Using this definition, Stephen King and John Carpenter qualify. I would suggest that violence is part of the definition as well.
I don’t see that. It is scare tactics, for sure. And it implies that voting Republican is the way to avoid future unspecified terrorist attacks. But there are other statements, campaigns and speeches that specifically single out Democrats as willing and happy to cave in to terrorists; this is fairly tame in comparison. This is rehashing the same old territory of Republicans being stronger on national defense than Democrats.
I’m not attempting to justify the Republican ads by posting this, so no cries of “tu quoque” please, but there is a long history of this kind of ad on both sides.
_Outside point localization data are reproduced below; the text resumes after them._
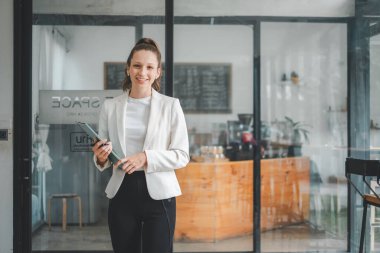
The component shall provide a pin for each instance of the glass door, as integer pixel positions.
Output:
(78, 62)
(304, 135)
(213, 77)
(374, 82)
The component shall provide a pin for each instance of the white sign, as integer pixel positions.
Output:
(71, 106)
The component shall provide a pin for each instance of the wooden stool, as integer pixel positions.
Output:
(64, 197)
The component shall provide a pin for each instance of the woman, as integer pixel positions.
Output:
(149, 129)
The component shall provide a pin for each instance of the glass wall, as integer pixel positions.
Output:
(374, 64)
(304, 135)
(213, 77)
(78, 62)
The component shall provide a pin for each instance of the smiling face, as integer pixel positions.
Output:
(143, 70)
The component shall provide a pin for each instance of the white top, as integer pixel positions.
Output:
(137, 117)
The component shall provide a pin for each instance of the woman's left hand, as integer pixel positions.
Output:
(132, 163)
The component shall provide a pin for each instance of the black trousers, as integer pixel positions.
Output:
(138, 223)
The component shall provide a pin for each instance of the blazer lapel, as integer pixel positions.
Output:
(120, 118)
(155, 112)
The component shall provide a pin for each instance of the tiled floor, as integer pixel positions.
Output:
(298, 238)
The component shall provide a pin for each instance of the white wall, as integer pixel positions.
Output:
(6, 116)
(320, 8)
(88, 48)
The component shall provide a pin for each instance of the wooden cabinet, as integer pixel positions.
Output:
(217, 200)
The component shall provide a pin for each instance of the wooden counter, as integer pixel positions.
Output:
(217, 200)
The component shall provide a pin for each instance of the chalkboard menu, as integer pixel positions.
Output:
(114, 75)
(202, 87)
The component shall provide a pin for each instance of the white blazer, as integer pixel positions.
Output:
(166, 143)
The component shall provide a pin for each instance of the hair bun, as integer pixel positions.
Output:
(147, 41)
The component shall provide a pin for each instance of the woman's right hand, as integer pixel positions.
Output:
(101, 150)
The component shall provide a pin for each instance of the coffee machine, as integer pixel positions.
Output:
(240, 138)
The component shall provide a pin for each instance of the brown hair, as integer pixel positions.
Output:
(143, 44)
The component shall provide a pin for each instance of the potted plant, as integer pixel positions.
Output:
(298, 134)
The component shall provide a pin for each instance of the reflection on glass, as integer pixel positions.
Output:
(304, 131)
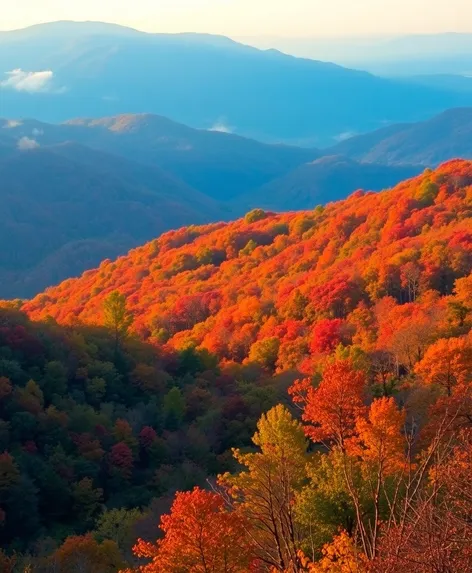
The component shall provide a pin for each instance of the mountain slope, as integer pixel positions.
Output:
(428, 143)
(65, 208)
(218, 164)
(202, 81)
(232, 288)
(329, 178)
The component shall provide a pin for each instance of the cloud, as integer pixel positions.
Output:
(345, 136)
(221, 127)
(26, 143)
(12, 123)
(31, 82)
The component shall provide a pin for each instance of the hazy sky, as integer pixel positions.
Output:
(253, 17)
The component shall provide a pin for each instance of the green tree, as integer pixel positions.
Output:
(174, 408)
(87, 500)
(116, 315)
(119, 526)
(265, 491)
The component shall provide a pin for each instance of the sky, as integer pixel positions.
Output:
(285, 18)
Interestingly, the most famous ad of this sort, used against Barry Goldwater in 1964, uses Lyndon Johnson’s voice saying:
I think that a definition of terrorist that includes (but is not limited to) “a person who uses fear for political gain” is valid. Now, like anything else, there are degrees; I would not place the Republic machine on a par with Al Quaeda. But their tactics bear comparison, if not their actual hardware.
I’m not going to defend this ad or the Republican Party as a whole, but you pretty much just lableled every poltician that every lived a terrorist. When you broaden the definition like that, the word loses its meaning and then you have to start talking about shades of terrorism-- ie, whether or not you are causing physical harm. Then we’re right back where we were in the first place.
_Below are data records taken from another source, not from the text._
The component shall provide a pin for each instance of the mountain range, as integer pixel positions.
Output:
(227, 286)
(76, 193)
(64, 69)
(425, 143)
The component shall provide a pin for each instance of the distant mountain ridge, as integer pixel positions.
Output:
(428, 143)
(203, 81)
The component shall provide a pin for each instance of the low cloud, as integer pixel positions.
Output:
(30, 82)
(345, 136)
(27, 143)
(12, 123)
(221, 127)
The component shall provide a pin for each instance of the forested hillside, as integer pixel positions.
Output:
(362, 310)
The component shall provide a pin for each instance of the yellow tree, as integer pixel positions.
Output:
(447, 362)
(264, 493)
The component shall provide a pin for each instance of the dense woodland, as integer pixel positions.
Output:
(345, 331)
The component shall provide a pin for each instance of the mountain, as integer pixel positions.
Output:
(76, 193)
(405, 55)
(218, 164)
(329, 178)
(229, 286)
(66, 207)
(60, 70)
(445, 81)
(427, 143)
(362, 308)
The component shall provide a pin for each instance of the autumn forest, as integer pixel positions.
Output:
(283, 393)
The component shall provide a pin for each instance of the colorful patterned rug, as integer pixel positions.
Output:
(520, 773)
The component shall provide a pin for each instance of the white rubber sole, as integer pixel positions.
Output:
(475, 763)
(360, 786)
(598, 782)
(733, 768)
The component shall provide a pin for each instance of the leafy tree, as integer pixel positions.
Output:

Speaking of Goldwater, there was a documentary type movie about him on HBO recently called Goldwater on Goldwater. It was done by his granddaughter, hence the title.
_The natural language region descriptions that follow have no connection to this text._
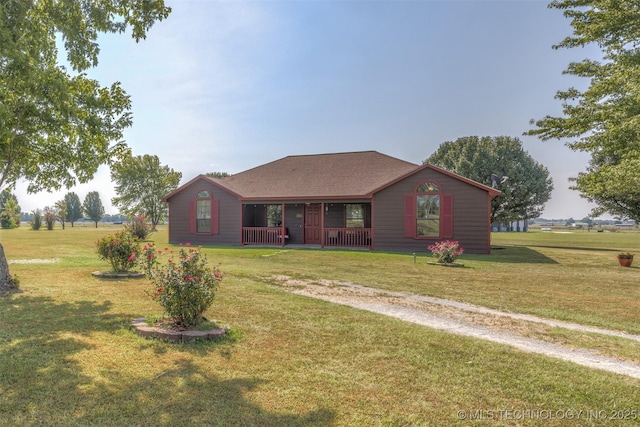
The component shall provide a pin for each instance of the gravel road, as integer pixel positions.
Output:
(464, 319)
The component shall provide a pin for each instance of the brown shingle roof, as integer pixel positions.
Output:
(353, 174)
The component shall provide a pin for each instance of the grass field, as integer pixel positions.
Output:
(68, 357)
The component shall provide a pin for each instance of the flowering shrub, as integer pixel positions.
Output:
(446, 251)
(139, 227)
(185, 286)
(120, 250)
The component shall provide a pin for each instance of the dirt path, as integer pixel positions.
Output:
(459, 318)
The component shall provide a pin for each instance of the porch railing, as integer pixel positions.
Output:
(347, 237)
(263, 236)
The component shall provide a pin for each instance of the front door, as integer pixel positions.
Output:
(312, 223)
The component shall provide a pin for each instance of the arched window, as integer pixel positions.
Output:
(428, 210)
(203, 212)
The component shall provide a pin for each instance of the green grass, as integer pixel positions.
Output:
(69, 358)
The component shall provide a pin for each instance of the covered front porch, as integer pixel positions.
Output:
(328, 224)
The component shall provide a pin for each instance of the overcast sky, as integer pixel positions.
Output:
(230, 85)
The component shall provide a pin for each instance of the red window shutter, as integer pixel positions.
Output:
(410, 216)
(447, 216)
(215, 216)
(192, 216)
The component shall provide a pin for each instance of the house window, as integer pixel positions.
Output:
(274, 215)
(354, 216)
(428, 210)
(203, 212)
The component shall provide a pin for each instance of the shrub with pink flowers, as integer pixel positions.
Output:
(184, 286)
(120, 250)
(446, 251)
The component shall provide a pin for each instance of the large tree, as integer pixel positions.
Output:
(525, 184)
(92, 207)
(74, 207)
(58, 126)
(604, 119)
(141, 183)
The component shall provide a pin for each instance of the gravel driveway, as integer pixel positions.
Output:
(459, 318)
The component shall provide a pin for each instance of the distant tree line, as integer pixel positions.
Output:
(67, 210)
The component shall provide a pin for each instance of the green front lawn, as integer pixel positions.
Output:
(69, 358)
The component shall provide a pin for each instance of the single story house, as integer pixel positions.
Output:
(358, 199)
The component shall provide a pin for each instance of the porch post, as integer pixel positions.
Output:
(322, 224)
(283, 227)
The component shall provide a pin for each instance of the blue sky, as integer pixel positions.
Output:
(229, 85)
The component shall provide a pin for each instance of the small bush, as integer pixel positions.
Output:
(139, 227)
(446, 251)
(185, 286)
(120, 249)
(36, 223)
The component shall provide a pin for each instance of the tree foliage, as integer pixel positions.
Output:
(74, 207)
(56, 127)
(9, 210)
(10, 213)
(604, 119)
(60, 211)
(92, 207)
(141, 183)
(527, 186)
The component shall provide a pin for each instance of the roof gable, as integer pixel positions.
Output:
(336, 175)
(492, 191)
(354, 174)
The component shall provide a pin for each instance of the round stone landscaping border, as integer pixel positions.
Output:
(144, 330)
(132, 275)
(445, 264)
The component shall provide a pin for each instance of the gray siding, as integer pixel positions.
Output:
(470, 214)
(229, 216)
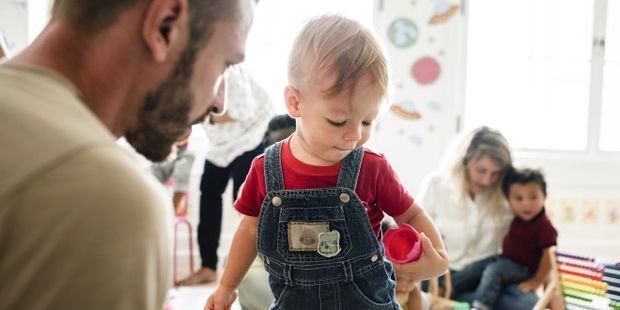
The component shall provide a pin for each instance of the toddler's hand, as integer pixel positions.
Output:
(529, 286)
(221, 299)
(430, 264)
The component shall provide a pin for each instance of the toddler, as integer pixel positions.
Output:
(525, 257)
(313, 203)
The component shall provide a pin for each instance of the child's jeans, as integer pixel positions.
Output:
(495, 277)
(318, 245)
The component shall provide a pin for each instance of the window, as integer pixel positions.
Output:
(610, 126)
(536, 71)
(276, 23)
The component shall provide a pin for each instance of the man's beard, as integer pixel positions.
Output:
(164, 115)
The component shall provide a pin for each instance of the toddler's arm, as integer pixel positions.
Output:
(541, 276)
(242, 253)
(434, 259)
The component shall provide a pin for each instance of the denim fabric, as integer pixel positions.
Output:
(466, 280)
(358, 277)
(495, 277)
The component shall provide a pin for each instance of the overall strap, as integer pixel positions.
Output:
(274, 180)
(350, 169)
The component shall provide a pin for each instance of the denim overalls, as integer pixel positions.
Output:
(318, 245)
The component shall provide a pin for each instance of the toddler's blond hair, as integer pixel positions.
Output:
(333, 44)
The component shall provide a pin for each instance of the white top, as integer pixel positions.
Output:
(469, 231)
(251, 109)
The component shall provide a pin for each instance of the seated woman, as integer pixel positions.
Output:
(465, 200)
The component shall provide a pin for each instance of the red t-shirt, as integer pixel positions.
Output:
(526, 241)
(378, 185)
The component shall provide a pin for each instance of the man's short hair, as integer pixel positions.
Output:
(90, 17)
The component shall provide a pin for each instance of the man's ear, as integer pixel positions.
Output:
(291, 99)
(165, 26)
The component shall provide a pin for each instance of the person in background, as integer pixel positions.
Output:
(82, 226)
(465, 200)
(313, 204)
(177, 169)
(4, 50)
(525, 258)
(233, 140)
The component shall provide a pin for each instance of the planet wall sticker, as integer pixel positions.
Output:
(425, 70)
(403, 32)
(443, 11)
(406, 109)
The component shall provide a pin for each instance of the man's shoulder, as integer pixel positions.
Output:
(41, 127)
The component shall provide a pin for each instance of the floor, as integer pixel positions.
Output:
(194, 297)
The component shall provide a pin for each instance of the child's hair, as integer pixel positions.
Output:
(523, 176)
(333, 44)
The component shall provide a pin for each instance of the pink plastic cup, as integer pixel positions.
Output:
(402, 244)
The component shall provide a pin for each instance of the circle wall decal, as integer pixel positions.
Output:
(425, 70)
(403, 32)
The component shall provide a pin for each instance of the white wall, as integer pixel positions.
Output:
(22, 20)
(584, 189)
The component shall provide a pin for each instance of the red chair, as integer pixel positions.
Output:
(180, 221)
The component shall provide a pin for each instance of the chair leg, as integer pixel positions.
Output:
(185, 222)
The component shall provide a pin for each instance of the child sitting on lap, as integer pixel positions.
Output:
(525, 253)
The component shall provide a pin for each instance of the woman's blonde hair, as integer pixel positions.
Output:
(482, 141)
(333, 44)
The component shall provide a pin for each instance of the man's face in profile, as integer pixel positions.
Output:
(187, 95)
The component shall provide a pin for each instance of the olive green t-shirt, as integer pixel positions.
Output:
(81, 226)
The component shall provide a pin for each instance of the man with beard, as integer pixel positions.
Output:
(81, 227)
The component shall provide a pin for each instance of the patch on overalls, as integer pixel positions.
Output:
(329, 243)
(303, 236)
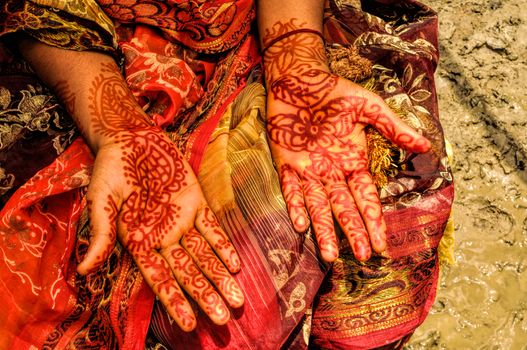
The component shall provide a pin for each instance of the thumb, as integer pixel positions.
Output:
(102, 212)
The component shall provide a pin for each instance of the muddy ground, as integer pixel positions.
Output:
(482, 84)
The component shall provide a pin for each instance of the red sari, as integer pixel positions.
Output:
(193, 65)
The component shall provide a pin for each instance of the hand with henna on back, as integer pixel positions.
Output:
(316, 123)
(142, 191)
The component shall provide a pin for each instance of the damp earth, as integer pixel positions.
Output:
(482, 87)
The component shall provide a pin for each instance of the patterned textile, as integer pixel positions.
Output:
(365, 305)
(76, 25)
(213, 110)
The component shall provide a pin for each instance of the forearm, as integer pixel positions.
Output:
(85, 82)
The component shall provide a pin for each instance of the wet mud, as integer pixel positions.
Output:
(482, 86)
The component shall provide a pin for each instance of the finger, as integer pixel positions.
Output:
(350, 220)
(367, 200)
(209, 227)
(158, 275)
(212, 267)
(294, 198)
(102, 212)
(322, 219)
(378, 114)
(191, 279)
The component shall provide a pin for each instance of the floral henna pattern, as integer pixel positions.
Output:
(201, 252)
(142, 182)
(315, 125)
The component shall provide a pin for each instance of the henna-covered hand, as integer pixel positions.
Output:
(144, 193)
(316, 123)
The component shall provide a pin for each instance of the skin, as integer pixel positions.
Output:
(316, 123)
(142, 191)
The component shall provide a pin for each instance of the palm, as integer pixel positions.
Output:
(316, 126)
(143, 182)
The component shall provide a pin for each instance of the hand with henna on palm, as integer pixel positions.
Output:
(142, 190)
(316, 123)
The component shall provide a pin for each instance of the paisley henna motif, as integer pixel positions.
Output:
(316, 124)
(154, 197)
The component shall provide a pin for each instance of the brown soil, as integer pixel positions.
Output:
(482, 84)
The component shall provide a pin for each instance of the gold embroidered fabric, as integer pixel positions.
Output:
(75, 25)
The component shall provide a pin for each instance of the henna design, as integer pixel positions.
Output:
(193, 281)
(201, 252)
(111, 214)
(315, 125)
(153, 182)
(158, 275)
It’s a nicely done movie. They showed that ad in full.
I never knew how much of a “Goldwater Conservative” I was until watching this. I wish he had beaten Johnson. It would have been like Reagan, 16 years early, minus the religious right. What’s not to love!
I agree of course. Still, I think it’s important for people to realize what such tactics have in common. I certainly don’t propose redefining the word “terrorism” to include such concepts, and I wouldn’t use the word like that myself.
The political aspect of terrorism–the use of fear to achieve political goals–runs a pretty close parallel to the tactics of some ruthless politicians. I think that common aspect is worth noting.
Why is the daisy ad so notorious? It ran on exactly one network exactly one time. They thought better of it and didn’t run it again. In those days before VCRs and YouTube, not many people saw it. So why do people obsess over it 42 years later?
What you’re hearing from the Republicans is desperation. This election is going to be a watershed moment in history, perhaps spelling the death of neo-conservatism. They’ve been reduced to flinging all the poo they can get their hands on against the wall and hope some of it sticks.
Millions of people saw it. It was so controversial that all of the network newscasts showed it in its entirety on the evening national newscasts. People obsess over it because it remains the primo example of campaign fearmongering/propaganda ever made for television.